Un donné[1] de la Trappe, d’un esprit fort supérieur à son état, qu’on appeloit frère Chanvier, conduisit ce valet de chambre. Ils arrivèrent exprès fort tard, pour trouver tout fermé. Ils couchèrent chez M. de Saint-Louis, et le lendemain, à quatre heures du matin, le valet de chambre fut introduit avec sa lettre. Il demeura quelque temps auprès de M. de la Trappe à l’entretenir, pour s’assurer par lui-même de l’état de son esprit ; il le trouva dans tout son entier, et il n’est pas étrange que ce domestique en sortit charmé. Une heure après, il fut rappelé, et comme M. de la Trappe étoit instruit des soupçons qui avoient surpris le P. de La Chaise, et que ce domestique étoit un homme de sa confiance, il lui lut lui-même sa réponse, et la fit après cacheter en sa présence tout de suite, et la lui donna, tellement que ce valet de chambre partit sans que personne à la Trappe se fût douté qu’il y fût venu. La réponse étoit la même que la précédente : M. de la Trappe étoit d’avis que la démission subsistât, et que le même D. Malachie fût nommé abbé en sa place.
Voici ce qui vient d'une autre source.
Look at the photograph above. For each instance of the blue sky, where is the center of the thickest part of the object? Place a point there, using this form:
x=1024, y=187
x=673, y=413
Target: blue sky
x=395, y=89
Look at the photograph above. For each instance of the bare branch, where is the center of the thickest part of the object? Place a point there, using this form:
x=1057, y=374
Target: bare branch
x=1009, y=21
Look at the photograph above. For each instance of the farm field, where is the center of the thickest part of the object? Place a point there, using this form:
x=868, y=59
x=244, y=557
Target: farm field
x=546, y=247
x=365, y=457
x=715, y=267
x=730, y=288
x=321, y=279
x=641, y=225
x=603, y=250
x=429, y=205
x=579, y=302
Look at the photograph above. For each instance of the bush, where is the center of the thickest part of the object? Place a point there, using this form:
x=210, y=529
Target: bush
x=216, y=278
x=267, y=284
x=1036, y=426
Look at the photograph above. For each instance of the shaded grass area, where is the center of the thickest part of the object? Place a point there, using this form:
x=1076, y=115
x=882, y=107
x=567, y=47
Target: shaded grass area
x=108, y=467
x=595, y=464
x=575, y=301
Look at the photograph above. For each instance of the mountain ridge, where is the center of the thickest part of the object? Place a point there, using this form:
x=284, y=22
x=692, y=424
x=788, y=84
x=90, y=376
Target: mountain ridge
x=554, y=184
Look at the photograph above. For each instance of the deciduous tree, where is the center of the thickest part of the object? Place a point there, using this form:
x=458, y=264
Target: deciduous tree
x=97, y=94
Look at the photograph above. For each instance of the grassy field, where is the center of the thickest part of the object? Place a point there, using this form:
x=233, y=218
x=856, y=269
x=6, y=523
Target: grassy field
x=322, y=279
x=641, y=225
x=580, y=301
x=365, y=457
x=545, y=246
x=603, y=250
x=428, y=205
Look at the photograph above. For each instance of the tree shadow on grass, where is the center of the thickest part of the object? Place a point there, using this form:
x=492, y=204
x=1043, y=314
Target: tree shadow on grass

Il n’en fallut pas davantage, et D. Gervaise demeura exclu. Mais il avoit si bien su rendre suspect ce D. Malachie, que le P. de La Chaise, quoique revenu de très-bonne foi de son erreur, ne voulut jamais, sous prétexte qu’il étoit Savoyard, et qu’il ne convenoit pas à l’honneur de la France qu’un étranger fût abbé de la Trappe. M. de la Trappe eut donc ordre de proposer trois sujets. Au lieu de trois il en mit quatre, et toujours ce D. Malachie le premier. On choisit [celui] qui se trouva le premier après lui sur la liste.

C’étoit un D. Jacques La Court, qui avoit été longtemps maître des novices, et en d’autres emplois dans la maison. On tint cette nomination secrète, jusqu’à ce que ce même donné de la Trappe dont

  1. On appelait donnés des souliers qui se consacraient au service d’un monastère. Ils portaient quelquefois le nom d’obZafs.